The Supreme Judicial Court of Massachusetts recently reached the same conclusion regarding the production of assignments to mortgage notes and deeds of trust, albeit in a slightly different context. In U.S. Bank National Ass’n v. Ibanez, 941 N.E.2d 40 (Mass. 2011), two separate banks foreclosed on the mortgages of two homeowners whose properties the banks then bought at the foreclosure sales. Id. at 44. The banks later filed complaints in the lower court seeking a declaration that they had clear title to the properties. Id. Because the banks failed to show an interest in the mortgages at the time of the foreclosure sales, the sales were invalid, and the lower court entered judgment against the banks. Id. at 45. On appeal, the court determined that, similar to this case, the banks were not the original mortgagees and, therefore, they had to show that the mortgages were properly assigned to them in writings signed by the grantors before they could notice the sales and foreclosures of the properties. Id. at 51. In an attempt to prove that they had the authority to foreclose on the properties, the banks provided contracts purporting to assign to them bundles of mortgages; however, the attachments that identified what mortgages were being assigned were not included in the documents provided. Id. at 52. The court concluded that the banks demonstrated no authority to foreclose on the properties because they did not have the assignments. Id. at 53 (“We have long held that a conveyance of real property, such as a mortgage, that does not name the assignee conveys nothing and is void; we do not regard an assignment of land in blank as giving legal title in land to the bearer of the assignment.”). The court additionally stated that “[a] plaintiff that cannot make this modest showing cannot justly proclaim that it was unfairly denied a declaration of clear title.” Id. at 52. We agree with the rationale that valid assignments are needed when a beneficiary of a deed of trust seeks to foreclose on a property.
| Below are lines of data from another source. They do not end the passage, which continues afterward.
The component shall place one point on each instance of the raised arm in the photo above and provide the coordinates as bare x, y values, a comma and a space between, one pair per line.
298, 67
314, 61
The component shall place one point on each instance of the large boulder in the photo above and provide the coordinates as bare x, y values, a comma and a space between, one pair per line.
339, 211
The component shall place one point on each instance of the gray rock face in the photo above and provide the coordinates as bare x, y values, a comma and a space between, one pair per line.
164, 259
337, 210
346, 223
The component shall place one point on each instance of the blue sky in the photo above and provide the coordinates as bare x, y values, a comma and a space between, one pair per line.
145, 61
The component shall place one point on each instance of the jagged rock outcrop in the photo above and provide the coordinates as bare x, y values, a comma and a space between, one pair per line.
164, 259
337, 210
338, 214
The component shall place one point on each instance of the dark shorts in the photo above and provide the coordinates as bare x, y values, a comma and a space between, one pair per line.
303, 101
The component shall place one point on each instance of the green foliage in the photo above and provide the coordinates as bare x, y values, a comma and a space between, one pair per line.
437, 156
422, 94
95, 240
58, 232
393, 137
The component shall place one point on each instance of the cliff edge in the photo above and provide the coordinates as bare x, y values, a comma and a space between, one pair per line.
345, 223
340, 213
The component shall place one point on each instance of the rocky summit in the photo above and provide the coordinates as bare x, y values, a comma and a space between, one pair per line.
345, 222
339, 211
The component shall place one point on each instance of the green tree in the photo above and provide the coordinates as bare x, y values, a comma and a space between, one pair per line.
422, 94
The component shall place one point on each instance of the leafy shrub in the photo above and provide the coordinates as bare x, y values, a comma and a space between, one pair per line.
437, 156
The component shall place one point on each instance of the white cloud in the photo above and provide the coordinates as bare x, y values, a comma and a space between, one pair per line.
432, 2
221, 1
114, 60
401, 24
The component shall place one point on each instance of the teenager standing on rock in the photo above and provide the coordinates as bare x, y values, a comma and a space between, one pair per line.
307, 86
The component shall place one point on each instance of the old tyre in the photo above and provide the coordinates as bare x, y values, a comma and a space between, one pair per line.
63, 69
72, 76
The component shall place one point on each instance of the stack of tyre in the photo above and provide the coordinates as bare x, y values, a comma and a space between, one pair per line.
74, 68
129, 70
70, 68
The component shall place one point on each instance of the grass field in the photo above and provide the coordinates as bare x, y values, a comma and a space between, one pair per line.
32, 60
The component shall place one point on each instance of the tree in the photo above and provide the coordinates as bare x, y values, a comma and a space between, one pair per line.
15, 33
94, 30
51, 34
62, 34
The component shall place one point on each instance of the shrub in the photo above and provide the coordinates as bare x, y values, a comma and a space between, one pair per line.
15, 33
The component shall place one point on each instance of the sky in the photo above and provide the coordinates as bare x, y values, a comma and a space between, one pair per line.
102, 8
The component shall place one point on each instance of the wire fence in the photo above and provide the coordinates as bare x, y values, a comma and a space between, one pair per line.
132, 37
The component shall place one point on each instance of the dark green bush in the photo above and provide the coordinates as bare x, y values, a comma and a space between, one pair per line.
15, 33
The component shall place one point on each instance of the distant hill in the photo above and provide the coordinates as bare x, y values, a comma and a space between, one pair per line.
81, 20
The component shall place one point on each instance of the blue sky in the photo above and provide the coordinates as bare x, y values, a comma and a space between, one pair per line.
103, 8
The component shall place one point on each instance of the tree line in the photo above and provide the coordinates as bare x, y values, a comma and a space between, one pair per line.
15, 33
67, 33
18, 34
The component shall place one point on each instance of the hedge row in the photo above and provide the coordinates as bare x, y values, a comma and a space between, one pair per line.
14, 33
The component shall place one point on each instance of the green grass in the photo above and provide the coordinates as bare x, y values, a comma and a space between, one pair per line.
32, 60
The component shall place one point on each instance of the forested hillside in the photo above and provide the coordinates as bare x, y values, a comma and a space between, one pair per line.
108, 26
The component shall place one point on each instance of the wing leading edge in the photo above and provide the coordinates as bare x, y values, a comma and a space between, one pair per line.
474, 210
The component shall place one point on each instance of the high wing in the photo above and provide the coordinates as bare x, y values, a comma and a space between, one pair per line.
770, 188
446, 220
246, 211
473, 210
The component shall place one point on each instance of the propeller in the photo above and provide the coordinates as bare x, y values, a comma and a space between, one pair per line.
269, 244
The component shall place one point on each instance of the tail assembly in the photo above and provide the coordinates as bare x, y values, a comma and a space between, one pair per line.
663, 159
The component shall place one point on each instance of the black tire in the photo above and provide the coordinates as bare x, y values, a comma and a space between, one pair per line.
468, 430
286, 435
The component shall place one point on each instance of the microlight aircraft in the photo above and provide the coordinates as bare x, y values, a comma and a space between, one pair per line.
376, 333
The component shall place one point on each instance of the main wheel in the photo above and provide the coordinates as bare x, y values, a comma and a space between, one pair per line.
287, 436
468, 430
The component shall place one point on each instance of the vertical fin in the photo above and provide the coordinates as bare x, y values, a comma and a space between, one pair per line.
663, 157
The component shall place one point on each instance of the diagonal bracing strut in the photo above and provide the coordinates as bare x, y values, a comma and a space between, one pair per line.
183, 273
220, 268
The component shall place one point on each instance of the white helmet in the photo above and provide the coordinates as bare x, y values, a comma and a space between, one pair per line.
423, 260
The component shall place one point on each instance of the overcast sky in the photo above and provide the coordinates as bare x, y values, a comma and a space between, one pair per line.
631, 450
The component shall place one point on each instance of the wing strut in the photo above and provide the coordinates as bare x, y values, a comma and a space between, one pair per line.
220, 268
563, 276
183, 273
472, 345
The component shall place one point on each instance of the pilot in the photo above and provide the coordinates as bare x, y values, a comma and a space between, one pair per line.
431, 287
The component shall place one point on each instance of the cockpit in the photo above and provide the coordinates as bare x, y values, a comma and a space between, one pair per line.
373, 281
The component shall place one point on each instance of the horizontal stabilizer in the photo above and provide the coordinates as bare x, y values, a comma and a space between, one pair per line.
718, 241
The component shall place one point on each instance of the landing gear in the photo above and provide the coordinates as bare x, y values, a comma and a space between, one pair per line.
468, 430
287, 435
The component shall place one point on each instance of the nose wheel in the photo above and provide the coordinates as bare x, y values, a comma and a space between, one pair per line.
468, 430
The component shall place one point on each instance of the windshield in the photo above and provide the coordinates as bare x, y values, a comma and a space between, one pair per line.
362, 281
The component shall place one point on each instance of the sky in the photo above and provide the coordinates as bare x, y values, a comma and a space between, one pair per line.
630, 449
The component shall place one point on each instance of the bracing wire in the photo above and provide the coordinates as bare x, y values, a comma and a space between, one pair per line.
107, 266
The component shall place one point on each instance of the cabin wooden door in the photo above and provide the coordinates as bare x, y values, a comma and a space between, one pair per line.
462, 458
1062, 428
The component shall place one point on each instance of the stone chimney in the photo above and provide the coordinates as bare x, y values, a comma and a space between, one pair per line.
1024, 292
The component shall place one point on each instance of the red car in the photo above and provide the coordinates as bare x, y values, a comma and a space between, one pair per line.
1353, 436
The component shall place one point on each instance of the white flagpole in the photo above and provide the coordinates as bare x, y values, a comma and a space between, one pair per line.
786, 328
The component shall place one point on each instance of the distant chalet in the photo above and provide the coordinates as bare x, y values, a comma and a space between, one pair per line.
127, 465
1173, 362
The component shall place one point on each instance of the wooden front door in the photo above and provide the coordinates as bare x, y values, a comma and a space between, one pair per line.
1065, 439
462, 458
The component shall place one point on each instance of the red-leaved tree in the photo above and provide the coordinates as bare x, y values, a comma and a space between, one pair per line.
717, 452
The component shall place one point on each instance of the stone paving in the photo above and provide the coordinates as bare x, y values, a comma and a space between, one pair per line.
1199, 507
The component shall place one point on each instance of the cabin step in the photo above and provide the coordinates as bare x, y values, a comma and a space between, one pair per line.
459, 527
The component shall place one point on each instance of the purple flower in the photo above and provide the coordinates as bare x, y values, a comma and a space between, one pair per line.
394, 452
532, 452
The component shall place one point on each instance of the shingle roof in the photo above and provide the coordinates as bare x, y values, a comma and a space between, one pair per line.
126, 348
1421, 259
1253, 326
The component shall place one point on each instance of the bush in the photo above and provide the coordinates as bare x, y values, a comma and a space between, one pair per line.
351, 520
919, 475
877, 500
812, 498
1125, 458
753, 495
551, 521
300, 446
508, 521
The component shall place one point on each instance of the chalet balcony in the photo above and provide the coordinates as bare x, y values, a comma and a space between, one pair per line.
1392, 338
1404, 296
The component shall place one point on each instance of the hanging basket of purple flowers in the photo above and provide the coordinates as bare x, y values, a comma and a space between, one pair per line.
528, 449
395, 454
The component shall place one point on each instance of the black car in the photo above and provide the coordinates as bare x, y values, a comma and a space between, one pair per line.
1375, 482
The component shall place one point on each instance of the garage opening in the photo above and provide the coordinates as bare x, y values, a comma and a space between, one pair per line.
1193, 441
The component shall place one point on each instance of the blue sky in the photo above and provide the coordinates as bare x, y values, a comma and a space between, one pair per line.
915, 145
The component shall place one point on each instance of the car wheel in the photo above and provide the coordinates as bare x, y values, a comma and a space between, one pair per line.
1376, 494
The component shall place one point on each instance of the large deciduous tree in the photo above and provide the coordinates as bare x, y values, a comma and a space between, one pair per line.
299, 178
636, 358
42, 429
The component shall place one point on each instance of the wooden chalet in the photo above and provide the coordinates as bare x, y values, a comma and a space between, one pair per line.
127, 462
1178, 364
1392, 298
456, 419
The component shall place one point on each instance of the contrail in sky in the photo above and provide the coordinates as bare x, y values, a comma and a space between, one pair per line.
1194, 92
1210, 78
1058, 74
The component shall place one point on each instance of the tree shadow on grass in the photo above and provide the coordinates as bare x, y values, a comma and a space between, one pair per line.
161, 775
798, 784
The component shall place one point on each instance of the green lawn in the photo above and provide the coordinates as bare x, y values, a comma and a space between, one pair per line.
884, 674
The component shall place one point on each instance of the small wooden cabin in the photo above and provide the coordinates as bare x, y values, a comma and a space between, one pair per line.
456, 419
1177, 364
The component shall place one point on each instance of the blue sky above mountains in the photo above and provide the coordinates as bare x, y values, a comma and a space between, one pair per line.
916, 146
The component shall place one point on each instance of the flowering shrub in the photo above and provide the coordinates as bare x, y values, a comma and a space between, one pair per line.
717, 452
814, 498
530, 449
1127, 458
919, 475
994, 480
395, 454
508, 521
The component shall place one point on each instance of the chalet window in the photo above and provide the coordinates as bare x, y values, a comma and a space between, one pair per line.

[10] Respondents argue that this court should decline to address the Pasillases’ argument that respondents failed to provide someone at the mediation with the authority to modify the loan because it was not raised in the petition for judicial review. First, we note that our decision here would require the district court to impose sanctions even if respondents’ only omission was the failure to provide the required documents. However, we determine that the Pasillases adequately raised this issue in their petition for judicial review by alleging that respondents’ counsel at the mediations did not accurately state who they were representing. Therefore, our decision of the issue is appropriate.